População esclarecida
Na avaliação de frei David Raimundo dos Santos, diretor da ONG Educação e Cidadania de Afrodescendentes (Educafro), a aprovação das cotas é fruto do entendimento dos argumentos sólidos dos defensores da medida. “Com humildade, sabedoria e vigor, essas pessoas levaram esclarecimento à opinião pública, o que não aconteceu com os críticos que apareceram em 90% de todas as reportagens contrárias publicadas nesses 10 anos”, diz. “Quando a imprensa aprofundar o debate de maneira responsável, a tendência é a aprovação aumentar ainda mais.”

Entre os que não apoiavam as cotas e mudaram de ideia está o juiz federal William Douglas, do Rio de Janeiro. A princípio contrário à reserva para negros, ele passou a defender o aperfeiçoamento das ações afirmativas.

Branco, filho de pai lavrador e mãe operária, enfrentou dificuldades para chegar aonde chegou, mas não acredita mais na exigência do que chama de heroísmo. 

“Minha filha estuda em colégio caro, onde nada falta, com professores bem pagos e ótima estrutura.

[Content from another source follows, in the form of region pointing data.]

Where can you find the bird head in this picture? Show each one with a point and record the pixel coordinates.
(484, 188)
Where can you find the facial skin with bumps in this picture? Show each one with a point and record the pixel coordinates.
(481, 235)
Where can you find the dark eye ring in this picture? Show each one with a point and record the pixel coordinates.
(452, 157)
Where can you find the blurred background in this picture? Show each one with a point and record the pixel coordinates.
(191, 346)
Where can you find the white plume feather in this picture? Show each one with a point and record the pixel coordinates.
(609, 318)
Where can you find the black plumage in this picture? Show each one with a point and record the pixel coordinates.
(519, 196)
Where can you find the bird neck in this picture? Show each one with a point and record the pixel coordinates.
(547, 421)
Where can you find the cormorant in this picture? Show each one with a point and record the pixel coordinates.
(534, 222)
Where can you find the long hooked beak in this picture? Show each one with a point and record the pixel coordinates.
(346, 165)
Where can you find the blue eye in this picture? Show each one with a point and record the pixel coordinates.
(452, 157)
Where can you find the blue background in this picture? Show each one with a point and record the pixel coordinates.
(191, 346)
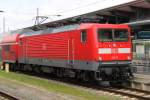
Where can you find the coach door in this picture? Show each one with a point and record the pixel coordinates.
(24, 50)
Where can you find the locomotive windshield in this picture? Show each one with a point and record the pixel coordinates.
(143, 35)
(109, 35)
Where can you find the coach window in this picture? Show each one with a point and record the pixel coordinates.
(83, 36)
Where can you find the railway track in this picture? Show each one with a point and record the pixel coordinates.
(129, 92)
(123, 91)
(7, 96)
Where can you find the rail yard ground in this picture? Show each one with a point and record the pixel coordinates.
(34, 88)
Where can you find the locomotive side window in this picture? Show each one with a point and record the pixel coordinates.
(83, 36)
(121, 35)
(105, 35)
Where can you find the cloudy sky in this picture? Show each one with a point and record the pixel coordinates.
(21, 13)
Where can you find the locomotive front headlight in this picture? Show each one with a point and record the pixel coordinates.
(100, 58)
(129, 58)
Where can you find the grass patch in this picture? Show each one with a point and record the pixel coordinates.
(55, 87)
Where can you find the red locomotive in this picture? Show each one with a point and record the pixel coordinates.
(85, 51)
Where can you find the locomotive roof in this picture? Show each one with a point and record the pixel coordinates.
(53, 30)
(30, 32)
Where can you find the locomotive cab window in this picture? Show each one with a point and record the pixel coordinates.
(6, 47)
(83, 36)
(110, 35)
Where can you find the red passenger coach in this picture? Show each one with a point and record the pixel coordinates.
(98, 51)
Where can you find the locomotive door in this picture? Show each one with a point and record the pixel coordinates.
(71, 49)
(24, 50)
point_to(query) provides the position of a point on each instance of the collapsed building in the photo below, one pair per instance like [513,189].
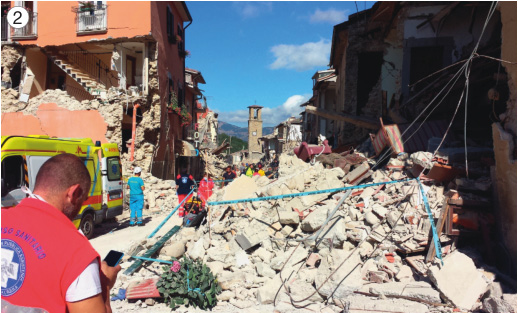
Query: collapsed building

O mesmo não acontece com a maioria das crianças pobres, que estudam em escolas sem professores, carteiras ou banheiros. Não é justo nem honesto que todos sejam exigidos da mesma forma na hora de ingressar na universidade”, diz.Entre os que não apoiavam as cotas e mudaram de ideia está o juiz federal William

Como lembra frei David, há cotas apenas para o ingresso. A permanência e a conclusão são por conta do aluno. E, com o mesmo nível de exigência durante o curso, os cotistas têm demonstrado capacidade de superar as deficiências do ensino básico e render igual ou melhor que não cotistas. Em 2008, foi constatado que o desempenho acadêmico dos cotistas negros era de 6,41 e daqueles das escolas públicas 6,56, acima do 6,37 dos não cotistas. Além disso, a taxa de conclusão dos cursos era maior.

Dados semelhantes foram encontrados na Universidade Estadual de Campinas. Embora as estaduais paulistas não adotem sistema de cotas, a Unicamp tem um programa que concede pontos adicionais na nota do vestibular dos egressos da rede pública. A comissão permanente para o vestibular constatou que a nota média desses alunos beneficiados foi mais alta que a dos demais.

Outra resposta ao discurso de que a política de cotas seria demagógica e os beneficiados abandonariam o curso vem de um estudo da Universidade Federal da Bahia (UFBA). A maioria dos cotistas já tinha cumprido a maior parte dos créditos das disciplinas e o desempenho estava entre os mais altos em cursos como Matemática, Física, Engenharia Elétrica, Ciências Biológicas, Odontologia, Farmácia, Filosofia, Comunicação, Nutrição, Psicologia e Direito. Os cotistas também estiveram menos sujeitos a reprovação por faltas.

Primeiro aluno a ingressar na UFBA por meio de cotas, Icaro Vidal formou-se em Medicina em 2011. Negro e oriundo da escola pública, viu graduarem-se inúmeros “grupinhos” de estudantes brancos, formados nas melhores escolas particulares de Salvador. Nunca fez parte de nenhum deles, tampouco sentiu na pele preconceito por ser cotista. Mas sabe que existia, de forma velada. 

Médico do Programa de Saúde da Família da Prefeitura de Salvador e servidor estadual num instituto de criminalística, Icaro agora torce pela educação brasileira. “As cotas facilitam a entrada na faculdade, mas isso não é tudo. É preciso melhorar a escola pública. Atendo adultos e crianças de 12 anos que não sabem ler nem escrever.”